Responsible disposal of personal information. Requires private businesses, including nonprofit entities, to dispose of paper or electronic records containing information on individuals only in a way that makes the information impossible to read. This section is the private sector counterpart of sections 1 and 3, which impose the same requirement on state and local government records. Provides that enforcement is by the business's regular regulator, if there is one, or, if not, by the attorney general.

13     

Credit freeze regarding minors. Prohibits businesses from knowingly granting credit to a minor, unless the minor's parent or guardian requests it in writing.

14     

Credit card offers and solicitations; address verification. (a) Requires a credit card issuer to verify an address change if an application for a credit card gives an address for the applicant that differs from the address to which the credit card issuer sent the solicitation.
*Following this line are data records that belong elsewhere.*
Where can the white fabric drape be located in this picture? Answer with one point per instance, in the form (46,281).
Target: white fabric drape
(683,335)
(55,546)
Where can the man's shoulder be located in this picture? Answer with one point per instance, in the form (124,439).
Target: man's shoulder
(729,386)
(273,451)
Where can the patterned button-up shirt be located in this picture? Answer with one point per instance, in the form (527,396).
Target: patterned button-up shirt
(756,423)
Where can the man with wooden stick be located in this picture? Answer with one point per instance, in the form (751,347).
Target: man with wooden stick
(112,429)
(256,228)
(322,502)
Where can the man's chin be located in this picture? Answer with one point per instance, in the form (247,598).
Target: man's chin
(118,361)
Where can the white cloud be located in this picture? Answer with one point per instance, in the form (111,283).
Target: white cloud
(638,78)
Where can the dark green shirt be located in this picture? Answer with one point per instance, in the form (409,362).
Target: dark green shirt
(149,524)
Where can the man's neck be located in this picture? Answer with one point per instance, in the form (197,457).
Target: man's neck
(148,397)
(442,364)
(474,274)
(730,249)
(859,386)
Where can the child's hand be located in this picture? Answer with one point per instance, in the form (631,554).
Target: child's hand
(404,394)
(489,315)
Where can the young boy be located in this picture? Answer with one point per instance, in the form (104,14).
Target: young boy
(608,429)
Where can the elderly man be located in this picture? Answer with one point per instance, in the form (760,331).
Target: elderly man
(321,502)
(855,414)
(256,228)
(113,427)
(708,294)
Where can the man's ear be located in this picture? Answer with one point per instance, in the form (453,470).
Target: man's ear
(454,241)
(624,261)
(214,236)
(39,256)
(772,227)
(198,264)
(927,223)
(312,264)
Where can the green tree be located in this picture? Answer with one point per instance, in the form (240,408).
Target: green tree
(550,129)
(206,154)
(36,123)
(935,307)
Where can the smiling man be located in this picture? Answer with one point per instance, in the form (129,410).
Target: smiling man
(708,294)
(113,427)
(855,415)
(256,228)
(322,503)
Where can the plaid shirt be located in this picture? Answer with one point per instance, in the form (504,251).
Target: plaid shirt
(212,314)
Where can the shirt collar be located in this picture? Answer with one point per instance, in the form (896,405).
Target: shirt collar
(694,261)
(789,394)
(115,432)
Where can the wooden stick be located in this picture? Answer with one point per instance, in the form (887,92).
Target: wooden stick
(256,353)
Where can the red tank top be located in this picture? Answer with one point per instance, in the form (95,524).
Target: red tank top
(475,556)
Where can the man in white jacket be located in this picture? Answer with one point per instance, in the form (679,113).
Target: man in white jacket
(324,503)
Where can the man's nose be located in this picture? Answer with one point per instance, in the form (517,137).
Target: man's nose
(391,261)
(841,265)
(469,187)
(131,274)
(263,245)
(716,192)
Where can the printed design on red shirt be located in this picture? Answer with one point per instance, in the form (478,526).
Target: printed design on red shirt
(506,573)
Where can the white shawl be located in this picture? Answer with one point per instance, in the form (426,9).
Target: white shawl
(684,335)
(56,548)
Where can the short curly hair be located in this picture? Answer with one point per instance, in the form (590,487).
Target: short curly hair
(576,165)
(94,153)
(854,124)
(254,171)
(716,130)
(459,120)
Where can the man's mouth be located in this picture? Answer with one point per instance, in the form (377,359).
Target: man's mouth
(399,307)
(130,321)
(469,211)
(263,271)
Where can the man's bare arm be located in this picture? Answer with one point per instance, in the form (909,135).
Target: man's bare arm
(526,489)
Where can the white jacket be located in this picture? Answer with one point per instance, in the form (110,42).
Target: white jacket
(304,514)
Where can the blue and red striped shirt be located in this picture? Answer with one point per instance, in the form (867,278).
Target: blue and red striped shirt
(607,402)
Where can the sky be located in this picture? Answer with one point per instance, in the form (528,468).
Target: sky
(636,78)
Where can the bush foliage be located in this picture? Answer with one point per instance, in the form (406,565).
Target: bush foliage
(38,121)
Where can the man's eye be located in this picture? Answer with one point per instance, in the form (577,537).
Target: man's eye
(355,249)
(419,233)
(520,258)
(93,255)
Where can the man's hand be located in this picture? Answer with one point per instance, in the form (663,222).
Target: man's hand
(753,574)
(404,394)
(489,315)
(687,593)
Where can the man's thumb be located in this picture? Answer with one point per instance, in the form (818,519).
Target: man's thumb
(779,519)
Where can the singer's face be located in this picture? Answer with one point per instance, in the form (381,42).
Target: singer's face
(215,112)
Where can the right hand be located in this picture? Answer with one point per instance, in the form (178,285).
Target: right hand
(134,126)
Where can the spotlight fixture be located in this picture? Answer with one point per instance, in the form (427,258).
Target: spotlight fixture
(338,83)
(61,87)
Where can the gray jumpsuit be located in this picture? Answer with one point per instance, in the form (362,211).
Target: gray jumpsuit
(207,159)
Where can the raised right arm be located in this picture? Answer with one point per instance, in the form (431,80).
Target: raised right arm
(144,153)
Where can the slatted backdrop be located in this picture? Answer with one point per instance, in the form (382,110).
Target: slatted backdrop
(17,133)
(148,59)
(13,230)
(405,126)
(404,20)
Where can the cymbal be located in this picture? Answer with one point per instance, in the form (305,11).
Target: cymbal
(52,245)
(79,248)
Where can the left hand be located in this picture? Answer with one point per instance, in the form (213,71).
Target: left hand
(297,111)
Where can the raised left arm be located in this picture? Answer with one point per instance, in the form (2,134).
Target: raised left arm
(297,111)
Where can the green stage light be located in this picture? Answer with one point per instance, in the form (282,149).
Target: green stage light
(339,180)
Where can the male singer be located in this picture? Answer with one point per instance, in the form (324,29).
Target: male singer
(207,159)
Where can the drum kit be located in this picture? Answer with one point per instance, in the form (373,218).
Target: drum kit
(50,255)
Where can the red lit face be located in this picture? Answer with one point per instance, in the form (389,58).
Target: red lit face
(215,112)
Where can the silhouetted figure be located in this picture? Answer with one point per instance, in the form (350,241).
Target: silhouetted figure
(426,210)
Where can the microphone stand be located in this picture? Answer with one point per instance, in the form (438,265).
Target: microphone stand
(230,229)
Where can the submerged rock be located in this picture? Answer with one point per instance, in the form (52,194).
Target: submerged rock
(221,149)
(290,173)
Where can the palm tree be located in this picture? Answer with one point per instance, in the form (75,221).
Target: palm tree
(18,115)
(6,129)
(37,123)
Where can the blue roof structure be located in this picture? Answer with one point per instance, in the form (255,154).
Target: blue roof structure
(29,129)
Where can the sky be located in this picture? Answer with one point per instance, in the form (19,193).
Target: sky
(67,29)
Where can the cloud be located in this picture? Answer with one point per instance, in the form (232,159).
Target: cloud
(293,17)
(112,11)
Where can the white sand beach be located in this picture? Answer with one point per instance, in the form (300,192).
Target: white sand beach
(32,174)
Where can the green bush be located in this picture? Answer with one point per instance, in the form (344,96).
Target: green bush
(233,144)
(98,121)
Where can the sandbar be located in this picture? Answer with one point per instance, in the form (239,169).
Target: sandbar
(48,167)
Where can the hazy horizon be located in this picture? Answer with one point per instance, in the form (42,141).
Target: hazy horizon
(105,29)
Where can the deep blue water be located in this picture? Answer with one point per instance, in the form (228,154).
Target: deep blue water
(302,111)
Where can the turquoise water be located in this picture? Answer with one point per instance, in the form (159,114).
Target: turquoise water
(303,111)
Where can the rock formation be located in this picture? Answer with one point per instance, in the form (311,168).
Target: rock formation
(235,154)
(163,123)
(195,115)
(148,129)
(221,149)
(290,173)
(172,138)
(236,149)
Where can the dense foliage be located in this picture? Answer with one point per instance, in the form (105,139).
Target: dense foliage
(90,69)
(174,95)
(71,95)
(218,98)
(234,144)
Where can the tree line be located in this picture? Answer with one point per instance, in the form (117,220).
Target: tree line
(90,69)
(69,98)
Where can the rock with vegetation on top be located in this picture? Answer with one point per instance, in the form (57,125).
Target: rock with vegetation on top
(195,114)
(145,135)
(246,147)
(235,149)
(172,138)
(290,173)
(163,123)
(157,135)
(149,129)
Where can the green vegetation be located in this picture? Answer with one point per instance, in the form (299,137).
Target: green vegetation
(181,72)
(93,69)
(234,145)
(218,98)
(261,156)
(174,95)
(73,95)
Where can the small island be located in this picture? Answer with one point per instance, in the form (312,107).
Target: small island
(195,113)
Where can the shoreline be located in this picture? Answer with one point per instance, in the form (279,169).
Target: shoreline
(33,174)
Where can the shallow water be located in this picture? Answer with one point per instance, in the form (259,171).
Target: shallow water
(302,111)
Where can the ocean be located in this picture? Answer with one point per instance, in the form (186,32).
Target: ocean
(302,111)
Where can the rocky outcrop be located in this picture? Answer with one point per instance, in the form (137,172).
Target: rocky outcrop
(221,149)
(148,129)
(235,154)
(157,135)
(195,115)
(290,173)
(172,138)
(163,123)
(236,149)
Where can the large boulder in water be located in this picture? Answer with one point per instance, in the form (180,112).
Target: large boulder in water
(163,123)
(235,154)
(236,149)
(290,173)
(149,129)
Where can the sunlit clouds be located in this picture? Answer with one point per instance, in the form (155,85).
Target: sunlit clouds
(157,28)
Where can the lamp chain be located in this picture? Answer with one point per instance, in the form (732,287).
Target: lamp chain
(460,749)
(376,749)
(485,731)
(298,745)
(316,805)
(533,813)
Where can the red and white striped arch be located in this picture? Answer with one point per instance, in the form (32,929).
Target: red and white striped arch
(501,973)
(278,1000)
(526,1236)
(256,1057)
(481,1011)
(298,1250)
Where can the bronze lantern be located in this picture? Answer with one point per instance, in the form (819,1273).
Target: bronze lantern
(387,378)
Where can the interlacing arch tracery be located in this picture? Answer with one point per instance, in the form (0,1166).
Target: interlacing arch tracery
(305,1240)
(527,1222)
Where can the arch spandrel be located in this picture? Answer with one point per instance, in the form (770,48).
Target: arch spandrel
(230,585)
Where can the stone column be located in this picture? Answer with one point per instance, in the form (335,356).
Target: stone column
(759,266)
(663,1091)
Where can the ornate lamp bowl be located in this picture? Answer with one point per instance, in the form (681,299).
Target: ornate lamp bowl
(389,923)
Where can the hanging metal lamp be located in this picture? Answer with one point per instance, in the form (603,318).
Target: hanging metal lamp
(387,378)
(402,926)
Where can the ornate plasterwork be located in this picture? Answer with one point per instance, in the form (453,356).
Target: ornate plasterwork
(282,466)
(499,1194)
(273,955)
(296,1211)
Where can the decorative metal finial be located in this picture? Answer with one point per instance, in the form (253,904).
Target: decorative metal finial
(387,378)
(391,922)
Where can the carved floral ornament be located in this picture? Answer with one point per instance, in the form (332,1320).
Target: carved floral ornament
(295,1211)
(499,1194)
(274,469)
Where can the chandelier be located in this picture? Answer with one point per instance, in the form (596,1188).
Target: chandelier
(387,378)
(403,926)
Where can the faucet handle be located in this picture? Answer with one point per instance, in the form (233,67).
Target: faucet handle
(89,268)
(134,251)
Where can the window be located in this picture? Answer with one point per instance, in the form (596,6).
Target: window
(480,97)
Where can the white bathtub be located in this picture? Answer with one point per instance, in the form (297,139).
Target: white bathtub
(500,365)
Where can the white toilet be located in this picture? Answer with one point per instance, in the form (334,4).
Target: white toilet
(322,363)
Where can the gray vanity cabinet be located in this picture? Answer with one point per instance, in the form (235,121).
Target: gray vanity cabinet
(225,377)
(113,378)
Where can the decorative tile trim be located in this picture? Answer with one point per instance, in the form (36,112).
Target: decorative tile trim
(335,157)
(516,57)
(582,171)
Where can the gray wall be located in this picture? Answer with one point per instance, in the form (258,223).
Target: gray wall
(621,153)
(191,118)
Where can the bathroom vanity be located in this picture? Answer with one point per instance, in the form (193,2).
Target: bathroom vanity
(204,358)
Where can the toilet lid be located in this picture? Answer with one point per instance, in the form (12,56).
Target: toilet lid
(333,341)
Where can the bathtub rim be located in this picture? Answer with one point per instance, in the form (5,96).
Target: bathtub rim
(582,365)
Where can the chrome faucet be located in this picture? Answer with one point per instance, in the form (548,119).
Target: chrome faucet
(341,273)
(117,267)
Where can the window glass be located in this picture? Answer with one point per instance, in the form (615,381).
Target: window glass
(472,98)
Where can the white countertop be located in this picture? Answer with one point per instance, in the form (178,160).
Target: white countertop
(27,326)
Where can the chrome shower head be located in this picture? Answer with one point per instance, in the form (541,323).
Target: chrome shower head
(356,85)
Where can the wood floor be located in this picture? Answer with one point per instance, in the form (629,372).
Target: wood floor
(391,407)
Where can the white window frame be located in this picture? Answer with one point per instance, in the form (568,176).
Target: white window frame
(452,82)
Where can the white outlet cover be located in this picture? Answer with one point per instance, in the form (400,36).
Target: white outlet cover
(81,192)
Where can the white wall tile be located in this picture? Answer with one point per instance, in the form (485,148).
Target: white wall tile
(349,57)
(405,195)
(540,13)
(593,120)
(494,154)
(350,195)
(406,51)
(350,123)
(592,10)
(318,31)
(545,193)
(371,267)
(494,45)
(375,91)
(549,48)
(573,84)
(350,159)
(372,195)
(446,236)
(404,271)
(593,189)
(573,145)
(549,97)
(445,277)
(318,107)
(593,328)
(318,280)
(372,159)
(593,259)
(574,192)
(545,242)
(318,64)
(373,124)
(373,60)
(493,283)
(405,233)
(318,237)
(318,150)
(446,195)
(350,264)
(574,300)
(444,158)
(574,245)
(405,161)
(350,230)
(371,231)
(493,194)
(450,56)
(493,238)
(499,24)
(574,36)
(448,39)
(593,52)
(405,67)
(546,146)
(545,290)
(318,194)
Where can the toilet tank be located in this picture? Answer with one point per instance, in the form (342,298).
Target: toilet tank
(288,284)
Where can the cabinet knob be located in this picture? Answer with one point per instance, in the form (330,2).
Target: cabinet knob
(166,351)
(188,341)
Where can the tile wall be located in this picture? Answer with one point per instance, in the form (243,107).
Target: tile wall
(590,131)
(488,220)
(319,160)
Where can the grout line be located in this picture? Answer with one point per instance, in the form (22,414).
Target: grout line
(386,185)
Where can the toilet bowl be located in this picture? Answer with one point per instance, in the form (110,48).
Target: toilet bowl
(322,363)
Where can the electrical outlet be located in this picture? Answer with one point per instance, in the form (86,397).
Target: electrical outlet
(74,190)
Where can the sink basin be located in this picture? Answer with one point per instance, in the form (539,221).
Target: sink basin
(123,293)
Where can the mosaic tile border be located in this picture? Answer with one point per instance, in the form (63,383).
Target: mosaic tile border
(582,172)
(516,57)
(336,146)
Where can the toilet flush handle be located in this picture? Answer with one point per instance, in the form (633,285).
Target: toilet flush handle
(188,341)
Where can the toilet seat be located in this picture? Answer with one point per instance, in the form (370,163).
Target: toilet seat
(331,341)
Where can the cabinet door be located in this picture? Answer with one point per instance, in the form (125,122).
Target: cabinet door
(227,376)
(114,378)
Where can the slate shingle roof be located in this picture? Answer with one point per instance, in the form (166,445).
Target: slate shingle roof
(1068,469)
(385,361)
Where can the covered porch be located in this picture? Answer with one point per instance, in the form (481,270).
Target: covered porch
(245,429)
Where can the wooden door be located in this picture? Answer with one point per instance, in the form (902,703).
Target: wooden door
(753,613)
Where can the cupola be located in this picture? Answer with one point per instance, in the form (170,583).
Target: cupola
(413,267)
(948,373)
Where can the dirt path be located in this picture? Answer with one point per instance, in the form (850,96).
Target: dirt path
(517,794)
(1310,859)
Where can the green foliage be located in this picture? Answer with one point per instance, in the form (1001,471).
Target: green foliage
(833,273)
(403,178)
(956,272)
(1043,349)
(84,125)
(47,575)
The verification must be done before the card is issued.

(b) Provides that a recipient of a credit card solicitation is not liable for charges incurred on a card in the recipient's name, if the verification was not done, unless it is proven that the recipient did incur the charges.

(c) Requires a credit card issuer to verify a change of address notification, if the issuer receives a request for an additional card within ten days after receiving the request for the address change.

15     

Identity theft passport. Provides for issuance of a document, called an identity theft passport, to a person, to prove to others, such as creditors, that the person has reported identity theft to a law enforcement agency. Permits a person who has reported identity theft to a law enforcement agency to apply for the passport through any law enforcement agency. Requires the agency to send the application, together with a copy of the police report, to the attorney general. Permits the attorney general to issue the identity theft passport on the basis of those documents. Provides that the holder of an identity theft passport may present it to a law enforcement agency or to a creditor to help prove that the holder is a victim of identity theft. Gives law enforcement agency or creditor discretion to accept or reject the passport, based upon its evaluation of the evidence.

16     

Admissibility of evidence of identity theft; request to supreme court. Requests the state supreme court to consider revising the rules of evidence used in the state court system to permit authentication of business records offered as evidence in a civil or criminal proceeding on the basis of an affidavit signed by the custodian of those records, without the in-person testimony of the custodian to authenticate the records. Requests this revision to apply at least in cases involving identity theft. Suggests a California law as a possible model. This type of authentication by affidavit could permit, for instance, the use of bank or credit card records in court without the expense of having a bank or credit card company employee travel to Minnesota to testify in person that the records are accurate copies of the records of the bank or credit card company.